The AHA letter highlighted how nursing shortages have led many hospitals to hire temporary contract staff in order to keep up with care delivery. However, hospitals have incurred a cost burden from contract hiring, as there have been reports of price gouging by nurse staffing agencies.

According to the hospital organizations, nurse staffing agencies have inflated costs by two or three times more than their pre-pandemic rates. In turn, the staffing agencies retain high profit margins while hospitals are billed excessively.

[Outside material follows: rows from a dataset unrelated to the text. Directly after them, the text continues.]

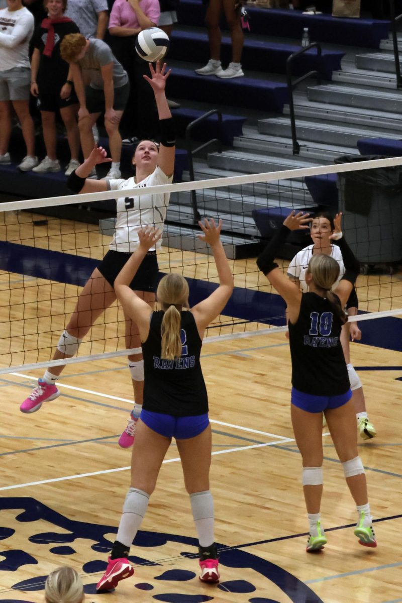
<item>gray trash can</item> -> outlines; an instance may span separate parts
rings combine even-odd
[[[336,163],[385,159],[344,155]],[[366,264],[402,259],[402,166],[338,174],[342,229],[356,257]]]

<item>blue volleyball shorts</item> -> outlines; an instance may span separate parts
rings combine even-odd
[[[327,408],[338,408],[348,402],[352,397],[350,389],[339,396],[313,396],[292,388],[291,402],[307,412],[322,412]]]
[[[165,438],[188,440],[199,435],[209,425],[208,413],[192,417],[172,417],[172,415],[142,410],[140,418],[152,431]]]

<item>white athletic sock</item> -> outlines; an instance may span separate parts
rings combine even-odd
[[[46,371],[42,377],[42,379],[47,383],[48,385],[54,385],[59,377],[60,375],[54,375],[50,372],[50,371]]]
[[[210,546],[213,537],[213,499],[210,490],[190,494],[191,510],[200,546]]]
[[[362,513],[364,513],[364,519],[363,520],[363,527],[368,528],[372,523],[372,517],[370,513],[370,505],[368,503],[366,505],[356,505],[357,513],[359,514],[359,521],[360,522]]]
[[[307,513],[309,518],[309,529],[312,536],[318,536],[318,531],[317,529],[317,522],[321,520],[321,513]],[[324,529],[321,528],[321,532],[324,533]]]
[[[143,490],[130,488],[123,505],[123,514],[120,520],[116,540],[122,545],[130,547],[148,508],[149,497]]]

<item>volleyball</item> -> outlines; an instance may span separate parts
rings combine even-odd
[[[136,40],[137,54],[148,63],[163,58],[169,48],[169,36],[159,27],[148,27],[140,31]]]

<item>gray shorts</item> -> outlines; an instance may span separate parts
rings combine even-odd
[[[165,10],[160,13],[158,25],[172,25],[177,23],[177,13],[175,10]]]
[[[31,88],[29,67],[0,71],[0,101],[28,101]]]

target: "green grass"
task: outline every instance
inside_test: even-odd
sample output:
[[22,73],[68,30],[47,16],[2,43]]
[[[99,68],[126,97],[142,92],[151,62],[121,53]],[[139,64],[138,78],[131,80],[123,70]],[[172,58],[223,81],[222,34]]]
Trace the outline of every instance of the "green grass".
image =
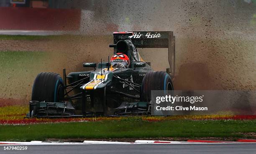
[[51,69],[50,61],[46,52],[0,51],[0,98],[24,98],[37,74]]
[[63,35],[0,35],[0,40],[49,40],[60,38]]
[[0,141],[75,138],[243,138],[243,133],[256,132],[256,120],[149,122],[128,118],[119,121],[1,125],[0,132]]

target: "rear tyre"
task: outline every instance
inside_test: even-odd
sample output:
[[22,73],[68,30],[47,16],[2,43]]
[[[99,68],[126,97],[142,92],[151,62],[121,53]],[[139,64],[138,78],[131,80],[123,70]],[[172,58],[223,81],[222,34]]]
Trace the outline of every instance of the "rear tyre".
[[41,72],[34,81],[32,101],[59,102],[64,98],[63,81],[59,74]]
[[164,71],[148,73],[143,78],[141,86],[141,101],[150,102],[151,100],[151,91],[164,91],[168,94],[168,91],[174,90],[173,85],[170,75]]

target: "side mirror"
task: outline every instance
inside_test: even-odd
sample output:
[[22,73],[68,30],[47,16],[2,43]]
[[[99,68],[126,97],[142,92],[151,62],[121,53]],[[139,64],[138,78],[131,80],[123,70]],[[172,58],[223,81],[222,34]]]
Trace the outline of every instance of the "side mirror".
[[143,67],[146,66],[146,63],[143,62],[133,62],[131,63],[132,68]]
[[94,67],[96,66],[96,63],[83,63],[84,67]]

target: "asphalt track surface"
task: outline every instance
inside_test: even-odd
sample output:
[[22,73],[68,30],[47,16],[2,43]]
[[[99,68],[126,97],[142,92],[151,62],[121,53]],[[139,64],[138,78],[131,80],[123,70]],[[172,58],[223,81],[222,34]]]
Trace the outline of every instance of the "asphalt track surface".
[[0,154],[256,154],[256,145],[249,143],[20,146],[27,146],[28,149],[4,150],[5,146],[2,145]]

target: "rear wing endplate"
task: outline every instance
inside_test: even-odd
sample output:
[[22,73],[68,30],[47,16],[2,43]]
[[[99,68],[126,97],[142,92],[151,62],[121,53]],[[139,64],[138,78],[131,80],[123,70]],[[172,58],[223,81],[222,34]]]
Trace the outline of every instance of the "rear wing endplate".
[[136,48],[168,48],[172,77],[175,73],[175,37],[172,31],[133,31],[114,32],[114,44],[120,40],[131,39]]

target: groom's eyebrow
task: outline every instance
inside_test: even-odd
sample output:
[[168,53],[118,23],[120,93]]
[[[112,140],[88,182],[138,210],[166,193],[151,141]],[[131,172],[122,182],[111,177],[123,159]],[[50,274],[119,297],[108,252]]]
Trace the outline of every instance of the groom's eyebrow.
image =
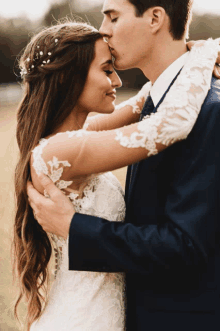
[[118,14],[118,11],[115,9],[107,9],[102,11],[103,15]]
[[104,66],[105,64],[112,64],[112,60],[107,60],[101,64],[101,66]]

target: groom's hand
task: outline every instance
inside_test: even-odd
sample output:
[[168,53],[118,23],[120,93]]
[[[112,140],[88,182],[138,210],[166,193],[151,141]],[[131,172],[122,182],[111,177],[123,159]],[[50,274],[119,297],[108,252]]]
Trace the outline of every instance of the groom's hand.
[[[190,50],[194,45],[195,43],[204,43],[205,40],[190,40],[186,46],[187,48]],[[220,45],[220,38],[219,38],[219,45]],[[214,69],[213,69],[213,75],[215,76],[215,78],[218,78],[220,79],[220,48],[219,48],[219,52],[218,52],[218,57],[216,59],[216,64],[214,66]]]
[[31,184],[27,184],[29,203],[34,217],[44,231],[54,233],[64,239],[67,238],[72,217],[75,213],[70,200],[46,176],[39,176],[40,183],[50,196],[44,197]]

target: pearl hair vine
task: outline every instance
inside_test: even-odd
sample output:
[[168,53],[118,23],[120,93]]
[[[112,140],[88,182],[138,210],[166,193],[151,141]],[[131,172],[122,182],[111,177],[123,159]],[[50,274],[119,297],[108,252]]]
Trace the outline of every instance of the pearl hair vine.
[[[55,42],[55,46],[58,44],[58,39],[56,38],[54,40]],[[40,46],[38,45],[37,46],[37,49],[40,49]],[[42,56],[44,55],[47,55],[47,57],[40,63],[40,64],[37,64],[37,65],[34,65],[33,63],[38,61],[39,58],[41,58]],[[28,73],[30,73],[31,71],[34,70],[34,68],[36,68],[37,66],[41,66],[41,67],[44,67],[45,65],[49,64],[51,62],[50,60],[50,56],[52,55],[51,52],[47,52],[44,53],[43,51],[39,51],[39,53],[35,53],[35,58],[33,59],[33,62],[31,62],[31,59],[28,57],[25,62],[27,63],[27,66],[25,65],[25,67],[23,67],[20,71],[20,75],[21,75],[21,78],[24,78],[25,75],[27,75]]]

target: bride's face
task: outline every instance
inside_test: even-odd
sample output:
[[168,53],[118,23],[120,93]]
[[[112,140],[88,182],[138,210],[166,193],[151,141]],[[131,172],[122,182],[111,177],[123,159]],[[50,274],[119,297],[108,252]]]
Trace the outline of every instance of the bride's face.
[[115,109],[116,88],[121,85],[113,68],[108,44],[103,39],[97,40],[95,57],[76,107],[80,111],[111,113]]

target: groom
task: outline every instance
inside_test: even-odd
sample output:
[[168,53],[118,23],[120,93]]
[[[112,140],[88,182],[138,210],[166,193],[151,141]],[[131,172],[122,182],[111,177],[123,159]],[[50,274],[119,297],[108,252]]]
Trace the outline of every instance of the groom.
[[[143,115],[156,112],[188,56],[191,1],[105,0],[103,13],[115,67],[144,72]],[[186,140],[129,167],[124,223],[74,214],[47,177],[42,185],[51,200],[29,184],[30,203],[45,231],[69,233],[69,269],[126,272],[127,331],[219,330],[219,80]]]

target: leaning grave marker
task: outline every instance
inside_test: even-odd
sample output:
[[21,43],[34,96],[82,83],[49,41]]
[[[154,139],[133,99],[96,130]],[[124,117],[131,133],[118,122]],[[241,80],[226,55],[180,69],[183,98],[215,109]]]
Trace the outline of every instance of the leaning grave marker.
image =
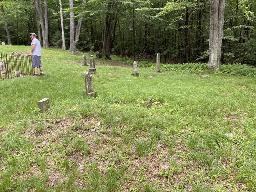
[[137,69],[138,64],[137,62],[134,61],[133,62],[133,73],[131,74],[132,75],[134,75],[135,76],[139,75],[139,74],[138,73]]
[[83,94],[84,97],[96,97],[97,96],[97,91],[93,91],[92,85],[92,76],[91,72],[88,72],[85,76],[85,90],[86,93]]

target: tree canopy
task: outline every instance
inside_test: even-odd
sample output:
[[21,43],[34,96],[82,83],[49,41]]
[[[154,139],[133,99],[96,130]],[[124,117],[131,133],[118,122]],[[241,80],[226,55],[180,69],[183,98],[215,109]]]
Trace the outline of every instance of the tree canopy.
[[[43,17],[44,2],[37,0],[41,3]],[[61,48],[59,0],[47,2],[49,45]],[[76,50],[104,55],[106,46],[110,54],[121,54],[135,59],[150,59],[160,52],[166,62],[208,60],[209,0],[87,0],[84,4],[83,2],[73,1],[71,8],[69,1],[62,1],[67,49],[70,48],[70,13],[73,12],[75,33],[78,21],[82,18]],[[42,31],[35,2],[0,1],[0,41],[7,43],[9,38],[13,45],[29,45],[29,33]],[[226,1],[221,62],[256,63],[256,12],[254,0]],[[42,36],[40,33],[38,35]]]

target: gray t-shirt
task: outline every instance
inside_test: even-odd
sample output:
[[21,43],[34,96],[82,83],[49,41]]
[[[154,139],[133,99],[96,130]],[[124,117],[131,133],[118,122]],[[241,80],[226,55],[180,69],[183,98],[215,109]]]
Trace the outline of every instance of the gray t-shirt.
[[41,56],[41,44],[40,41],[37,39],[33,39],[31,41],[31,46],[33,44],[35,45],[35,47],[33,52],[32,53],[33,55],[37,55]]

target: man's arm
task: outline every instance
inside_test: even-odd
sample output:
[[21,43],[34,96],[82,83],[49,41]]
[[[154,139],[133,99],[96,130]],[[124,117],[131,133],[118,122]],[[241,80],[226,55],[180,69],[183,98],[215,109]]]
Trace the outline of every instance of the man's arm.
[[34,50],[35,49],[35,45],[32,44],[32,46],[31,46],[31,50],[30,51],[30,53],[28,55],[30,56],[32,56],[32,53],[33,53],[33,51],[34,51]]

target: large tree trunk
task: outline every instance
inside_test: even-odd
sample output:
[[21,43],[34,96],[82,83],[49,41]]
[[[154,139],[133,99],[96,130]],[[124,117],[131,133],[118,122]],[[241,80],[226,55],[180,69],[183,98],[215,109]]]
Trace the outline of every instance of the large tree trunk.
[[75,21],[74,20],[74,11],[73,11],[73,0],[69,0],[69,7],[70,8],[70,35],[69,40],[69,51],[75,52]]
[[18,9],[17,8],[17,1],[14,0],[15,2],[15,17],[16,19],[16,45],[19,45],[19,25],[18,21]]
[[60,1],[60,24],[62,27],[62,49],[66,49],[66,44],[65,43],[65,36],[64,31],[64,22],[63,20],[63,13],[62,13],[62,0]]
[[40,30],[40,23],[38,21],[38,15],[37,15],[37,13],[36,13],[35,15],[36,19],[37,20],[37,38],[38,38],[38,40],[40,42],[42,42],[42,38],[41,38],[41,31]]
[[5,11],[3,10],[3,6],[1,7],[1,11],[3,13],[3,20],[5,22],[5,30],[6,31],[6,36],[7,36],[7,42],[8,45],[11,45],[12,44],[12,41],[11,41],[11,36],[10,35],[9,29],[8,28],[8,25],[7,23],[7,20],[6,20],[5,15]]
[[46,0],[43,1],[45,7],[45,48],[49,48],[49,34],[48,32],[48,15],[47,14],[47,3]]
[[36,11],[39,18],[40,24],[41,24],[41,28],[42,30],[42,36],[43,36],[43,47],[46,47],[45,42],[45,28],[43,21],[43,18],[42,16],[42,10],[41,8],[41,3],[40,0],[35,0],[35,4],[36,7]]
[[105,30],[104,30],[103,45],[101,54],[106,58],[109,60],[110,57],[110,45],[111,41],[111,34],[113,24],[113,21],[115,17],[114,11],[116,5],[115,2],[112,0],[109,0],[108,2],[108,12],[105,18]]
[[118,16],[117,20],[118,22],[118,31],[119,32],[119,41],[120,42],[120,55],[123,62],[123,50],[122,50],[122,33],[120,27],[120,22],[119,22],[119,17]]
[[79,41],[79,36],[80,36],[80,30],[81,30],[81,26],[82,25],[82,21],[83,20],[83,14],[85,12],[85,5],[86,3],[87,0],[83,0],[82,3],[82,10],[80,12],[81,17],[78,20],[76,26],[76,36],[75,38],[75,45],[74,49],[75,50],[76,48],[76,46],[78,44]]
[[[187,8],[188,10],[188,8]],[[186,63],[188,61],[188,56],[189,55],[189,33],[188,30],[188,10],[187,10],[186,12],[186,17],[185,18],[185,25],[186,27],[185,28],[185,59],[184,62]]]
[[134,5],[134,1],[132,1],[133,3],[133,61],[135,61],[135,6]]
[[211,0],[208,68],[211,70],[220,69],[224,13],[225,0]]

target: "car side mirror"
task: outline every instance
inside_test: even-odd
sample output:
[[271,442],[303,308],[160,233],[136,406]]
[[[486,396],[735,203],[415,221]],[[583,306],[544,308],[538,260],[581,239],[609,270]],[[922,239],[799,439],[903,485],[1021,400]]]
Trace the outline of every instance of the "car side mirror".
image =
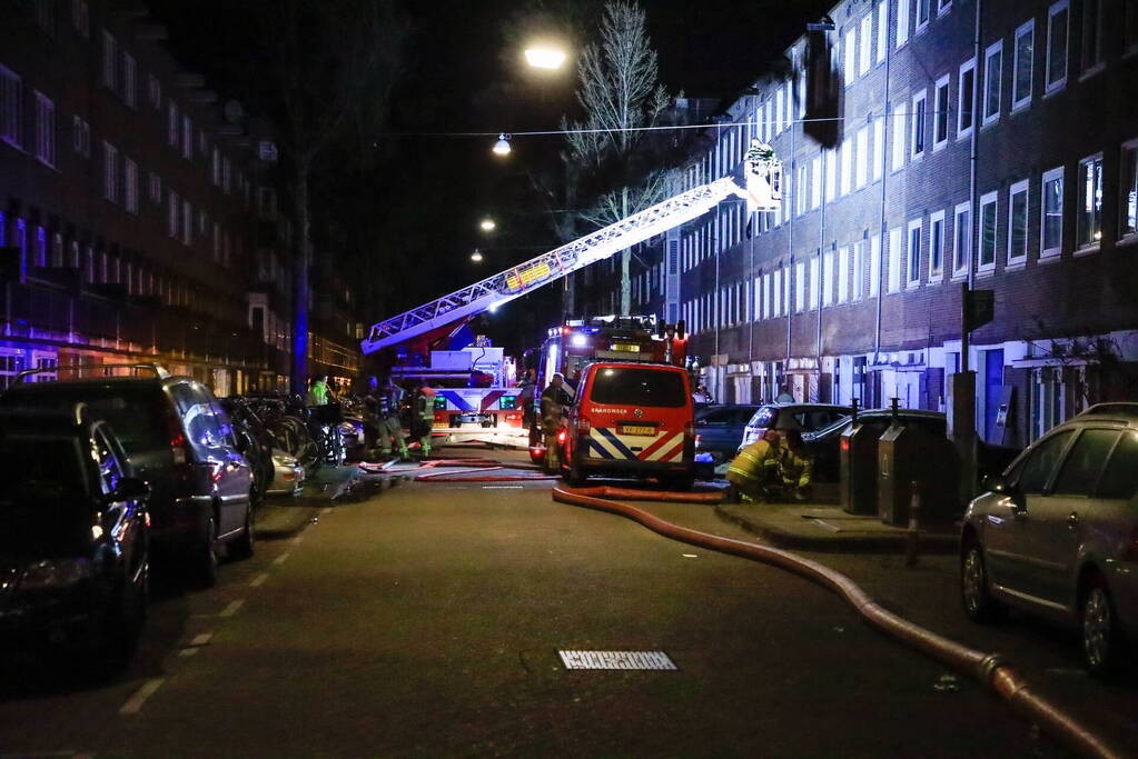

The advertised pay rate for travel nurses has increased by 67 percent between January 2020 and January 2022, the letter stated. Meanwhile, staffing firms have billed hospitals 28 to 32 percent above the pay rates. These rates are unsustainable for hospitals and have contributed to increased labor costs during the pandemic, the organizations stressed.

To avoid further financial challenges, AHA and its fellow organizations urged Congress to extend the relief from Medicare payment cuts in 2022.

In December 2021, the House and Senate passed legislation that extended the moratorium on the 2 percent Medicare sequestration until April 2022. After April, the sequester amounts will be reduced to 1 percent through June 30. The organizations requested that Congress extend the moratorium as hospitals continue to face workforce and financial pressures.

The groups also asked Congress to act appropriately to ensure hospitals and health systems have adequate resources at their disposal to help offset labor costs and to continue to provide care to patients, such as supplies and equipment.

The letter received signatures from America’s Essential Hospitals, Association of American Medical Colleges, Catholic Health Association of the United States, Federation of American Hospitals, National Association for Behavioral Healthcare, Premier healthcare alliance, and Vizient, Inc.

In a separate letter to Congress, AHA recently urged lawmakers to allocate another $25 billion to the COVID-19 Provider Relief Fund and postpone repayments of Medicare accelerated and advance payments.